Eerst moesten wij bij den koster aan, om de sleutels te halen. Hij woonde schuin achter de kerk in een heel net huisje. Hij noch zijne vrouw waren thuis, doch dat was geen bezwaar, daar zijn neef ons het verlangde kon geven. Die neef was een zusterskind van den koster. Hij heette Arie de Zwaan. Daar hij vroeg zijne ouders had verloren, was hij als klein kind bij den koster en diens vrouw in huis gekomen, welke brave menschen hem geheel als hun eigen zoon beschouwden. Zelf hadden zij geen kinderen. O, wat omringden zij den kleinen Arie al met bewijzen hunner liefde, wat deden zij hun best een braven jongen, een flinken man van hem te maken. Doch wat werden zij bitter in hunne verwachtingen teleurgesteld, want Arie werd een rechte deugniet, die zijn grootste genoegen vond in luieren, naar de herberg gaan en het geld opmaken van zijne brave pleegouders. Zelden werd eene goede daad met meer ondank beloond. Zij hadden er ontzaglijk veel verdriet van, dat Arie zoo slecht oppaste, maar toch hadden zij hem nog altijd lief, zelfs nu nog, nu hij twintig jaar oud geworden was en nooit iets deed, dat hun vreugde gaf. Hij volgde altijd zijn eigen zin, en wanneer zij hem ten beste raadden, werd hij zoo brutaal mogelijk. Wanneer de menschen over Arie van den koster, want zoo werd hij gewoonlijk genoemd, spraken, zeiden ze altoos, dat zijne pleegouders het »eindje» met hem nog niet beleefd hadden, waarmede ze natuurlijk bedoelden, dat het nog eens slecht met Arie zou afloopen.
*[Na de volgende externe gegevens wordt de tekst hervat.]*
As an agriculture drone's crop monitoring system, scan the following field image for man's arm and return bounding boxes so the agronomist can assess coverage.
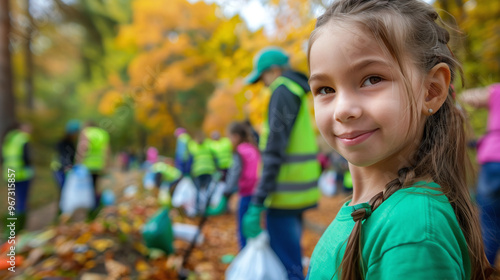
[252,85,301,205]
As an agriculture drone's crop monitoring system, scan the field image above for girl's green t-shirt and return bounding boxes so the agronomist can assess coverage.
[308,182,471,280]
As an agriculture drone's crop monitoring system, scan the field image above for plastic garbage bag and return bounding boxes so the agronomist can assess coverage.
[142,208,174,254]
[158,185,172,208]
[172,177,196,216]
[226,231,288,280]
[59,165,95,215]
[318,170,337,196]
[101,189,116,206]
[142,171,155,190]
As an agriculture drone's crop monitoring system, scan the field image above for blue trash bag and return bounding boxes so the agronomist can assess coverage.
[59,165,95,215]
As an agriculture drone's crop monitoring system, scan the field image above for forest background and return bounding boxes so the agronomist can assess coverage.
[0,0,500,209]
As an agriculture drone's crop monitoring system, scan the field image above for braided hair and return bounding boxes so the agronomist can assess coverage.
[308,0,491,280]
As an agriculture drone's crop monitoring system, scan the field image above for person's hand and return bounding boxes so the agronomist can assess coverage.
[243,204,266,238]
[207,196,227,216]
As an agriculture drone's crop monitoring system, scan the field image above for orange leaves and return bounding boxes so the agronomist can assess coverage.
[203,84,244,135]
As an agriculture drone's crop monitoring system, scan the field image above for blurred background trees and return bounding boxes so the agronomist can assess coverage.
[0,0,500,208]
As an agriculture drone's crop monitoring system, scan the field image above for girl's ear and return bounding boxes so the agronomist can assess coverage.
[422,63,451,115]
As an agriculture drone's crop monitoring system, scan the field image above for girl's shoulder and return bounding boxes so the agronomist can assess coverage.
[365,182,464,250]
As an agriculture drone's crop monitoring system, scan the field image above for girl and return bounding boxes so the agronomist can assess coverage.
[224,122,261,249]
[308,0,490,279]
Wij vonden hem lang-uit achter het huis op het bleekveld liggen, met den stroohoed over het gelaat, om geen last te hebben van de insecten. Blijkbaar had hij geslapen, maar nu werd hij wakker door onze komst.

»Wat moet jelui hebben?» vroeg hij op norschen toon, daar hij het onaangenaam vond in zijn slaapje gestoord te worden.

»Mag ik de sleutels van de kerk en het orgel hebben, Arie?» vroeg ik zoo beleefd mogelijk, want ik had het niet erg op hem begrepen. Hij kon iemand soms zóó leelijk aankijken, dat men er bang van werd.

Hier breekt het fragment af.